The method: Now comes the gory details. Yeah, you’ll love them. Actually, it’s not that complex but we need a little understanding about how the VDC and VCE work together. The VDC is the heart of the graphics for the PCE. It pretty much does everything; subpalette association, building the BG, building the sprites, etc. The VCE doesn’t do as much. It holds the external color ram (the RGB values for the VDC output putted pixels), it builds the NTSC frame works – timings and such, and also sets the resolution of the display (outputs the clock source that the VDC runs on).

Now, the VDC is perfectly capable of doing ALL of this on its own. And it does… on the PCE arcade boards (like Bloody Wolf). So it’s capable of driving its own display frame (even wildy non standard NTSC stuff), But the VDC is also capable of running in subordinate mode. That is to say, it takes queue from something external instead of generating it itself. This means the VDC could work in conjunction of a series of graphics chips (including other VDCs). This is called input mode.

The VDC has this weird behavior in that, when in input mode – it can still define its “own” frame. Well maybe not weird, but it can set the number of scanlines from 242 all the way down to 1, in steps of 1 scanline. It can also define the horizontal resolution by “clipping”. But this is in steps of 8 pixels. I believe you can have a horizontal width of just 8 pixels (and you can center this too). It’s nice. You could definite a 232 or 224 wide screen and not have to worry about clipping the sprites or background yourself. This also has a nice effect that sprites take up relative more “space”. And this is perceived as just that. ‘Cause you know, any “frame” filled with sprites… is a frame filled with sprites. Regardless of it’s width. I’m surprised developers didn’t take advantage of this psychological perception. Oh well, back on topic.

So here comes the weird part. The VCE drives the sync signals. Those would be hsync and vsync. These sync signals are monitored or triggered on the VDC side… because it’s input mode. Normally, you would define the display frame parameters to match that of the VCE resolution mode. But an interesting thing happens when you don’t. Say you define a horizontal width that’s larger than the VCE frame. Guess what? The frame gets terminated because the VCE generated hsync and the VDC “obeyed”. Now, what happens if you define a frame horizontal width that’s smaller than the VCE timings for a scanline width? The VDC will generate an interrupt when this internal frame ends, start processing the next scanline. But… the VCE is still outputting the same scanline! Bingo. Somethings got to happen. And that something is the VCE eventually generating hsync and the VDC obeying. So you have the VDC stopping in the middle of this scanline that it started generating, so it starts the next scanline.

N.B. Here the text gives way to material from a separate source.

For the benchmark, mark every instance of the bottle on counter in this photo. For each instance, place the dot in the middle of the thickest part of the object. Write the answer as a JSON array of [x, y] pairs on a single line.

Ok, but how does this help us? For starters, that means a whole scanline of sprites and BG data will now be skipped instead of being display. Actually, that’s wrong. If the VDC scanline ends early enough and there’s room on the VCE scanline, you’ll see the “next” scanline being drawn on the same scanline. Ever tried out those funny cheat passcodes in Coryoon? The one that displays 4 frames on screen? That’s what it’s doing.

For our purposes, we don’t want to display this “next” scanline. BUT, we do want the VDC to engage and give the internal mechanisms enough time to increment the logic for looking at the next scanline for tile and sprites. So we created a frame defined that just starts to do this, then bam – the VCE forces it to start the scanline mechanism again.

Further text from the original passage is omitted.